On Mon, Nov 16, 2020 at 08:49:23PM -0800, Elijah Newren wrote:

> > Right, avoiding list.h like below lets Valgrind classify the memory as
> > "still reachable", without UNLEAK.  Not sure if it's worth it, though.
> >
> > Note my somewhat concerning knee-jerk reaction to write some macros. ;)
> 
> I've got a local patch that changes these to actually be freed as yet
> another route we could go.  It's mixed with a few (half-baked)
> revision-related memory cleanups that should be separated, and I'm
> unsure if there are other places that would need a finalize_globals()
> call too, but it's another approach to consider...

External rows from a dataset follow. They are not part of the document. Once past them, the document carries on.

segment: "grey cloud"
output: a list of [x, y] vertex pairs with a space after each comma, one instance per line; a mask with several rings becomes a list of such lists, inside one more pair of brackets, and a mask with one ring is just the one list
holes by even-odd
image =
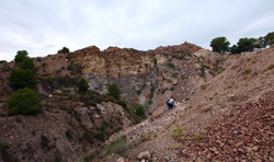
[[45, 56], [64, 46], [145, 50], [187, 40], [209, 48], [217, 36], [235, 44], [273, 32], [273, 0], [0, 1], [0, 59], [11, 60], [20, 49]]

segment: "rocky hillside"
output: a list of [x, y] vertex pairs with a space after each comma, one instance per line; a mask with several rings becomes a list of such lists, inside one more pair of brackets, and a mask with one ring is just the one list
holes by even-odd
[[[273, 47], [231, 56], [199, 49], [182, 65], [173, 58], [190, 74], [164, 79], [161, 90], [174, 90], [159, 92], [150, 118], [110, 138], [125, 136], [132, 147], [100, 161], [273, 161]], [[168, 113], [170, 94], [180, 104]]]
[[[243, 152], [232, 159], [271, 161], [273, 155], [265, 150], [272, 149], [273, 135], [264, 125], [272, 125], [273, 55], [273, 47], [222, 55], [184, 43], [148, 51], [90, 46], [32, 58], [39, 67], [34, 90], [44, 104], [34, 116], [8, 116], [5, 100], [15, 91], [8, 77], [16, 65], [2, 63], [1, 160], [219, 161]], [[89, 83], [88, 92], [77, 91], [81, 78]], [[106, 94], [112, 83], [121, 89], [122, 100]], [[171, 95], [179, 104], [168, 113]], [[137, 115], [137, 104], [145, 106], [148, 119]], [[259, 119], [258, 127], [251, 124], [256, 119], [252, 117], [264, 116], [267, 120]], [[222, 129], [222, 124], [229, 127]], [[237, 144], [247, 142], [241, 135], [253, 134], [259, 141]], [[266, 142], [261, 135], [267, 136]], [[225, 148], [213, 144], [216, 140]], [[244, 152], [254, 147], [261, 152]]]
[[[38, 67], [34, 90], [44, 105], [34, 116], [8, 116], [5, 100], [15, 92], [8, 78], [18, 65], [0, 65], [2, 160], [78, 161], [95, 154], [111, 135], [141, 120], [136, 115], [137, 103], [152, 113], [163, 90], [162, 69], [181, 71], [172, 67], [172, 61], [183, 60], [198, 49], [189, 43], [148, 51], [117, 47], [101, 51], [91, 46], [70, 54], [32, 58]], [[85, 93], [76, 88], [81, 78], [90, 85]], [[119, 86], [125, 101], [105, 94], [112, 83]]]

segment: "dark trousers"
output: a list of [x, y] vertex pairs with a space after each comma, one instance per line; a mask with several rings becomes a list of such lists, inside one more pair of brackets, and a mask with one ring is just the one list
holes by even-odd
[[169, 106], [169, 111], [172, 111], [172, 108], [173, 108], [173, 104], [168, 104], [168, 106]]

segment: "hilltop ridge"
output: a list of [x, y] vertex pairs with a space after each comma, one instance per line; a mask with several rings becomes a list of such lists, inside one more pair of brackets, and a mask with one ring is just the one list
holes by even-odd
[[[184, 43], [147, 51], [118, 47], [101, 51], [90, 46], [69, 54], [32, 58], [39, 67], [35, 91], [45, 105], [35, 116], [8, 116], [4, 101], [14, 90], [7, 78], [16, 65], [2, 63], [0, 144], [5, 146], [2, 160], [91, 161], [95, 155], [94, 161], [118, 158], [138, 161], [144, 151], [150, 152], [151, 161], [208, 160], [203, 153], [185, 150], [183, 139], [197, 132], [210, 135], [205, 128], [216, 124], [216, 119], [272, 91], [273, 54], [271, 47], [224, 55]], [[77, 91], [81, 78], [89, 83], [87, 93]], [[125, 104], [107, 97], [112, 83], [121, 89]], [[171, 95], [179, 105], [169, 114], [165, 101]], [[145, 106], [147, 119], [136, 115], [137, 104]], [[178, 127], [184, 134], [174, 138], [172, 131]], [[128, 144], [133, 142], [128, 150], [117, 151], [119, 155], [100, 157], [121, 137], [127, 138]], [[192, 144], [189, 140], [186, 143]], [[264, 146], [260, 148], [263, 150]], [[218, 160], [215, 159], [218, 155], [212, 159]], [[270, 160], [271, 153], [267, 155]]]

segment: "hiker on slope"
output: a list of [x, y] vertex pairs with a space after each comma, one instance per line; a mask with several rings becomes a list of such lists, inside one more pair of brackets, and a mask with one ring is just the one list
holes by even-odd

Here are a few thoughts...

> diff --git a/builtin/fast-rebase.c b/builtin/fast-rebase.c
> index 19333ca42d..32cab36ad3 100644
> --- a/builtin/fast-rebase.c
> +++ b/builtin/fast-rebase.c
> @@ -173,6 +173,8 @@ int cmd_fast_rebase(int argc, const char **argv, const char *prefix)
>  		last_commit = create_commit(result.tree, commit, last_commit);
>  	}
>  	fprintf(stderr, "\nDone.\n");
> +	rev_info_free(&revs);
> +	memset(&revs, 0, sizeof(revs));

This one could easily be an UNLEAK(), since we're presumably exiting
from cmd_fast_rebase() soon after. But I certainly don't mind a real
cleanup.

Probably rev_info_free() should leave the rev_info in a reasonable state
(so callers don't have to re-zero it).

> diff --git a/cache.h b/cache.h
> index c0072d43b1..b9b543f75b 100644
> --- a/cache.h
> +++ b/cache.h
> @@ -604,6 +604,9 @@ const char *setup_git_directory(void);
>  char *prefix_path(const char *prefix, int len, const char *path);
>  char *prefix_path_gently(const char *prefix, int len, int *remaining, const char *path);
>  
> +/* Release resources related to global config. */
> +void finalize_globals(void);

Yuck. Remembering to put things in this, and remembering to call it in
all of the right places seems ugly.

If we want to go this route, then I think individual pieces of code
could register their own atexit() handlers to clean up. But...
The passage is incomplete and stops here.